Robert Burns and his memory will be
immortal, not just to Scots peoples everywhere; but to people of every
nation and every race and every colour whose lives have been touched by
this unique genius.
Tell your children aye and your children's
children about him and tell them just how lovely is the legacy which he
left; for they will never have one that is more beautiful.
This, ladies & gentlemen, is what
the Immortal Memory means to me and these are some of the thoughts which
I wanted to share with you; thoughts for you to take away and to dwell
upon, from time to time, so that if ever you are asked, as I once was,
why do we make a fuss about Robert Burns, you will be able to tell them.
Tell them if you will that he did more
to preserve the language, the culture, the heritage, the traditions, aye
the very nationhood of Scotland than did any other.
And he did it all when Scotland as a nation faced the greatest threat
to its very existence that it has ever known.
We have a culture, a tradition and a
heritage of which we should be immeasurably proud.
For they are equalled by few and surpassed by none and we owe more of
that to Robert Burns than to any other individual.

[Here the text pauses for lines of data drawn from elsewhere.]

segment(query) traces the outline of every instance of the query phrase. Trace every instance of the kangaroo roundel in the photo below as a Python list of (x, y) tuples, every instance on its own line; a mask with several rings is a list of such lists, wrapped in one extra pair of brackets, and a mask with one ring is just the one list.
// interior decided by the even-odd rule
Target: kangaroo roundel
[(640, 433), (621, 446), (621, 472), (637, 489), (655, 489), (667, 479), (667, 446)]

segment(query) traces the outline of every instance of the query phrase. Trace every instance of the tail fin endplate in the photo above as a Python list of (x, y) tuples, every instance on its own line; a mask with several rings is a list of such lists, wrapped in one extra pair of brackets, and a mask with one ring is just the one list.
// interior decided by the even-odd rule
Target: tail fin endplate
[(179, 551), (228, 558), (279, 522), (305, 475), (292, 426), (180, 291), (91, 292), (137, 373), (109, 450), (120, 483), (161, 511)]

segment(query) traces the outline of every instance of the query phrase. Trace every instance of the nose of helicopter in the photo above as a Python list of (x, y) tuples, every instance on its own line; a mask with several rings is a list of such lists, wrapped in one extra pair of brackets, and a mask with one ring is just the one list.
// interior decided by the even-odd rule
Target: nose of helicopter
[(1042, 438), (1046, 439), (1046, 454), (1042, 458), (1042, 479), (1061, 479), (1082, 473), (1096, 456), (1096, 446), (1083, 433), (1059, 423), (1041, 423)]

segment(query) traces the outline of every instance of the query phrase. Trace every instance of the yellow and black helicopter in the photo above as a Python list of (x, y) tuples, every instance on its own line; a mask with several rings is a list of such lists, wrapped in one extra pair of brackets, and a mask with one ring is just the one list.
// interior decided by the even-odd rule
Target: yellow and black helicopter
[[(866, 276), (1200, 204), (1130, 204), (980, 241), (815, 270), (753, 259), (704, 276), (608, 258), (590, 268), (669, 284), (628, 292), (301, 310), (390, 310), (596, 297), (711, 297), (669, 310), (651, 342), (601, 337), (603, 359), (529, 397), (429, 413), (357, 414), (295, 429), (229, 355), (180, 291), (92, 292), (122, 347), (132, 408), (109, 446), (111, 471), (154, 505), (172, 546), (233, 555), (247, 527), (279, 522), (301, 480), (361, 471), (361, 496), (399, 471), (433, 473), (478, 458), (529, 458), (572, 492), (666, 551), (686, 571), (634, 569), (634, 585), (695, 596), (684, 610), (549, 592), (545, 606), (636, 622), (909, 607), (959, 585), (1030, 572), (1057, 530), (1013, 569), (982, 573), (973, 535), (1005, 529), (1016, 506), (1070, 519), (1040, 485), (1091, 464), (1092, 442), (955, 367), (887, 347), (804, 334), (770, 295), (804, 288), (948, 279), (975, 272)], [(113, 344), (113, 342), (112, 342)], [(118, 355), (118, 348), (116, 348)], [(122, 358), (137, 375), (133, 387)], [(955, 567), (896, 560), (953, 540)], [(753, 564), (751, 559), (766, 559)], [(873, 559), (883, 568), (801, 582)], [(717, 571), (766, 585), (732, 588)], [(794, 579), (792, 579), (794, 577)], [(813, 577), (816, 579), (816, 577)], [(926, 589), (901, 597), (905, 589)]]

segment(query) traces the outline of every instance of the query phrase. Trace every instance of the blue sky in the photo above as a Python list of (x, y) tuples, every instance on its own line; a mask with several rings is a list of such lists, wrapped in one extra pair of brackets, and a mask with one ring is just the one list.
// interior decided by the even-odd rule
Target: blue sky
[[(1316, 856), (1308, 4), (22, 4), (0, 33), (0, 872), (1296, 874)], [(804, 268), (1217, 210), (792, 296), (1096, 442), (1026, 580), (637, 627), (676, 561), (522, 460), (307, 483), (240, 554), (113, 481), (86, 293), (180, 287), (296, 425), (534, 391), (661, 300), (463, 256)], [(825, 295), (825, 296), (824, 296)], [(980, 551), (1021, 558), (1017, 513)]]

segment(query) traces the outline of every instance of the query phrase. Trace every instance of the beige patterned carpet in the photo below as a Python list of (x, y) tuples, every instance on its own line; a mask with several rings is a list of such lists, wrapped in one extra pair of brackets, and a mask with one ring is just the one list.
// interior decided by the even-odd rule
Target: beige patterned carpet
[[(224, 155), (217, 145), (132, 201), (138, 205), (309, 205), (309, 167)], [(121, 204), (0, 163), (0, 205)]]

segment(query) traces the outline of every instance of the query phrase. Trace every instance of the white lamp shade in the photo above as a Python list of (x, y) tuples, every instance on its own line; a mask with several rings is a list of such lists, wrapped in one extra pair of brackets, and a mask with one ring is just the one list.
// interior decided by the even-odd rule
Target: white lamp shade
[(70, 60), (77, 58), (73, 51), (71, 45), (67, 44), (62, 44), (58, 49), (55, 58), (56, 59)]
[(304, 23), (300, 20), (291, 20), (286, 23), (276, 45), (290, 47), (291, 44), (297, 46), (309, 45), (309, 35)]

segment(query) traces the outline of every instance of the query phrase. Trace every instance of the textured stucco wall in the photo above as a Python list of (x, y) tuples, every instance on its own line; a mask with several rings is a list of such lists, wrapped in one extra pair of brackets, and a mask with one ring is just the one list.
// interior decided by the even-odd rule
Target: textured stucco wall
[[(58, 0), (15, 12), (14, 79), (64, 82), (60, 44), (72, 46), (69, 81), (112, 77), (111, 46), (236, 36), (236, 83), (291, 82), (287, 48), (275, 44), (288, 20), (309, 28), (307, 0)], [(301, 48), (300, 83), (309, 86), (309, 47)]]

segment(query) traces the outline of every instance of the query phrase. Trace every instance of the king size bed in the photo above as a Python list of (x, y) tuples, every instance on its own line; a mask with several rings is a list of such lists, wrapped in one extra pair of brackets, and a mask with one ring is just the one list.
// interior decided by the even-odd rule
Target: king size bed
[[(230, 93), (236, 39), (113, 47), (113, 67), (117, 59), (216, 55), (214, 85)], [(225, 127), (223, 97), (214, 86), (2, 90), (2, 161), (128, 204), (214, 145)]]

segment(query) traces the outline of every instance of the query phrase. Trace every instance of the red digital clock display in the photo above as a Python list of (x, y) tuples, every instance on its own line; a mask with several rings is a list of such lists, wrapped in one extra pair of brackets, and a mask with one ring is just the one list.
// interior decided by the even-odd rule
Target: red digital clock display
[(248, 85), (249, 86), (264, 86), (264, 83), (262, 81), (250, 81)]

James Barke once wrote that there can be no greater poet than Robert Burns:
"Before he can be surpassed, a new race will have to be born, a different
and greater species than homo sapiens."
James Barke was right.
This is an unforgettable night for me,
Mr President, because of the honour you conferred upon me in inviting
me.
I am intensely proud to give you this toast, the proudest toast for any
Scot to propose.
I have had the privilege as you know of proposing it in many places throughout
the world.
But to be asked to propose it here in Dumfries, at a gathering of the
Robert Burns World Federation, that body which has done more than any
other not just to promote Robert Burns, but to preserve this vital part
of Scotland's heritage, then that is surely one of the greatest honours
that can be conferred upon any Scottish speaker.
And I am very conscious of that honour and I shall always be grateful
for it.
I said a moment or two ago that this
is the proudest toast for any Scot to propose.
And so it is.
But it is also the proudest toast for any Scot to drink.
For it recalls surely the greatest Scot of all time.
It is a toast which we should drink with joy and with pride.
Joy at his memory and pride in the heritage which he left us.
Mr President, distinguished guests, ladies and gentlemen, fill your glasses,
aye fill them to the very brim and raise them high as I give you the greatest
Scottish toast of them all, the Immortal Memoryof Robert Burns.